Most of us, me included, spend a lot of time agonising over the big decisions in our lives. If it’s going to cost money, change our usual life or involve some personal risk, then of course we are going to think it over thoroughly. Few people rush into buying homes, marrying someone and moving to a foreign country or undergoing major surgery without mulling over many factors, and taking our time about these decisions.

But when we’re thinking about other people and doing right by them, then mulling too much may not be the best response. Especially when the mulling involves thinking up imaginary reasons not to do something.

I know people who worry about whether they should put their thoughts in a blog, for instance, before they write a single word. They believe that it would attract negative reactions from the authorities because they’ve seen what happens to other people’s blogs.

That’s exactly the type of self-censorship that the authorities want, where people worry so much about consequences that they don’t write a single word. The thing is, it may be that what they write will attract not that much attention at all from the people they fear, or very little relative to other people. That may sound disheartening but if you’re worried about nasty consequences, then why should it be an excuse for not expressing your thoughts?

Similarly I get lots of people who say that they cannot do what I and a lot of other activists do because they stand to lose so much. Well, so do we. Being locked up, even for a night or two, is tough and something I hope I never have to experience. But activists do what they do because they believe in it. They don’t agonise, they act.

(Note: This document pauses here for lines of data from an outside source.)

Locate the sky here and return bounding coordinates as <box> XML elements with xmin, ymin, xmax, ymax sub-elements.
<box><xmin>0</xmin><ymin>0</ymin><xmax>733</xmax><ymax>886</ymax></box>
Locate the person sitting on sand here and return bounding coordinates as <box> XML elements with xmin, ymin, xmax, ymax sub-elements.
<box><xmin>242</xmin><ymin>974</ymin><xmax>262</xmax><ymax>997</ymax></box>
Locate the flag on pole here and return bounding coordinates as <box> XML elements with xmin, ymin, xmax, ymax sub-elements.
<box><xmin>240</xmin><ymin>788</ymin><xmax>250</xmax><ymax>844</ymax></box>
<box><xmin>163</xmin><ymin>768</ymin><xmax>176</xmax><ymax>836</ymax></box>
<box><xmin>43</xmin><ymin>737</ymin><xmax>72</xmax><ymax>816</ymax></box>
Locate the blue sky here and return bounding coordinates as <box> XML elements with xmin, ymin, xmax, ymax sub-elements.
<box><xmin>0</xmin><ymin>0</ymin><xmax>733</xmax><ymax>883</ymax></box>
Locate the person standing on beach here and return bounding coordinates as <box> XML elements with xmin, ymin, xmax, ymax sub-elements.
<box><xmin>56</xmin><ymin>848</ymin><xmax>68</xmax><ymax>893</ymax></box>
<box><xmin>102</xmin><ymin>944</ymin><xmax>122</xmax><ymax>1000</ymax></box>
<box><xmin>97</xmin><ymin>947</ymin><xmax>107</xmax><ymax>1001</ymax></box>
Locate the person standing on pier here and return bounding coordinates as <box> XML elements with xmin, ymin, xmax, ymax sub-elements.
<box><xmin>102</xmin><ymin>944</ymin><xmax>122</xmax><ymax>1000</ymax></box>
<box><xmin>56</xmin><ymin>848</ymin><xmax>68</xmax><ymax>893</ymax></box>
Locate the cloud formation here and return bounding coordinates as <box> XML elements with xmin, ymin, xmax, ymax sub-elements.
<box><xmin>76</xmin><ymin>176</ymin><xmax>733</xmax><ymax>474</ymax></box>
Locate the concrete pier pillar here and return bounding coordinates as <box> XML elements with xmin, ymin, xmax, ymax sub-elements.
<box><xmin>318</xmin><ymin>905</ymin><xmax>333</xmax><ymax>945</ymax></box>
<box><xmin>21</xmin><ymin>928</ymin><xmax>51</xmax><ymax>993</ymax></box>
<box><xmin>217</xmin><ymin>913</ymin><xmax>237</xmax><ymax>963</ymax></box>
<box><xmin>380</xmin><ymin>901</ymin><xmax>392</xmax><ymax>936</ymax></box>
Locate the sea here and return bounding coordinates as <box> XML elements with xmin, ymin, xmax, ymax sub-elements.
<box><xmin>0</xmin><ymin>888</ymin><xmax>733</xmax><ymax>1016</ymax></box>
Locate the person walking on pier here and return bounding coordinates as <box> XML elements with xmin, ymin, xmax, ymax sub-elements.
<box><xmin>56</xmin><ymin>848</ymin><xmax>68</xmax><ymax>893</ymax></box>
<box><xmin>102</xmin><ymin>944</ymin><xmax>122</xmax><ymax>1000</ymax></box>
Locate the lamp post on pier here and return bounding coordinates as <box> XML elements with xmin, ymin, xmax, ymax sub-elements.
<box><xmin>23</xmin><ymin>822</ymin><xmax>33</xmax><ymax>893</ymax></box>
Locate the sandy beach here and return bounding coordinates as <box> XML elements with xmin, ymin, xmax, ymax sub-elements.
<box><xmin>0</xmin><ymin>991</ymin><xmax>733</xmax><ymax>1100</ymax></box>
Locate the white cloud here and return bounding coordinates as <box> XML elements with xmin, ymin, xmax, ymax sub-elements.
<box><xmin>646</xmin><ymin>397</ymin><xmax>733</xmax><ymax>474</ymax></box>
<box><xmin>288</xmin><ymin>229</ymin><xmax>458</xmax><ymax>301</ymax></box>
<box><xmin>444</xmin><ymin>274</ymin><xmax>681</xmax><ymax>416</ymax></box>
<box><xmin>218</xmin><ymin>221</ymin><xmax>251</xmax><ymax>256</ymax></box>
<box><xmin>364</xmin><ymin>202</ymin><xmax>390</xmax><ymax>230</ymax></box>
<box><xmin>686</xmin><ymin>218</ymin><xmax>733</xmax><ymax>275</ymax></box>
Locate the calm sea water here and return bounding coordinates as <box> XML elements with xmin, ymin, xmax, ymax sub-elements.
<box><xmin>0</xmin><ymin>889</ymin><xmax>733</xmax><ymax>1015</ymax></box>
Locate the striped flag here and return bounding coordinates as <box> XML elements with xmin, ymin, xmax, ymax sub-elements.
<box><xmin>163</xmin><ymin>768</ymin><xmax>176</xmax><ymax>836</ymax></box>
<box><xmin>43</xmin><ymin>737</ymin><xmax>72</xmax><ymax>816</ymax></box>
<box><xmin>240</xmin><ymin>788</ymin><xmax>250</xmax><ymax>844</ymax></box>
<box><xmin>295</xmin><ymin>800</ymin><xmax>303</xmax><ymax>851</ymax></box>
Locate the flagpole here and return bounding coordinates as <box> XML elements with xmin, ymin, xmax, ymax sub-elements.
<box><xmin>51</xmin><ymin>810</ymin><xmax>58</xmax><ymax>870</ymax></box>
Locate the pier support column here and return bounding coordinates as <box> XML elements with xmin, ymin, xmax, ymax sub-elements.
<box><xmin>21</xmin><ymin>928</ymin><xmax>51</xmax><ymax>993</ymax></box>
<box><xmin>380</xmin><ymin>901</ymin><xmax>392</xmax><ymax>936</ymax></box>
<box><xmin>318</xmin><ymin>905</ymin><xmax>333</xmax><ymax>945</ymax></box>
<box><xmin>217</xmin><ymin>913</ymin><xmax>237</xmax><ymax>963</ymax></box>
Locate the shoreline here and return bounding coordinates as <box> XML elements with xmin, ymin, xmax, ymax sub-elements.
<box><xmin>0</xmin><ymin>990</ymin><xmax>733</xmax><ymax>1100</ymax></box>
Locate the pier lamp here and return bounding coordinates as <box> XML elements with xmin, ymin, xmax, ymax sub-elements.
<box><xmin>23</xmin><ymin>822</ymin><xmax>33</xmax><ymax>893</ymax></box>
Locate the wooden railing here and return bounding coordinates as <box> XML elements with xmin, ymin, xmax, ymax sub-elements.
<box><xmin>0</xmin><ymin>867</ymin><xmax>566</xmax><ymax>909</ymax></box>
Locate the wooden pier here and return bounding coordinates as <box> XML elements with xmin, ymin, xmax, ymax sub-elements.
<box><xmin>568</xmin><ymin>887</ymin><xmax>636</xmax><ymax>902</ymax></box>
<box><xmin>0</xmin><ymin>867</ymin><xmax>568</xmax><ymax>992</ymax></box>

If we see something terribly wrong happening around us which will lead to so much future suffering, it would be so easy to close our eyes and ears and wish it would all go away by itself. But it won’t unless we act.

That’s why there are people who, regardless of race, religion, age, station in life and political beliefs, are taking action to try and right what is wrong. It may seem futile to some but it’s a lot better than doing nothing. People who act can always hold their heads up high that they tried to do something, and not passively let misery rain upon them. Foolish they may seem to some but a lot of people are, as Nelson Mandela once said, making choices that reflect their hopes, not their fears.

So, ask yourself, are you an agoniser or a person who acts?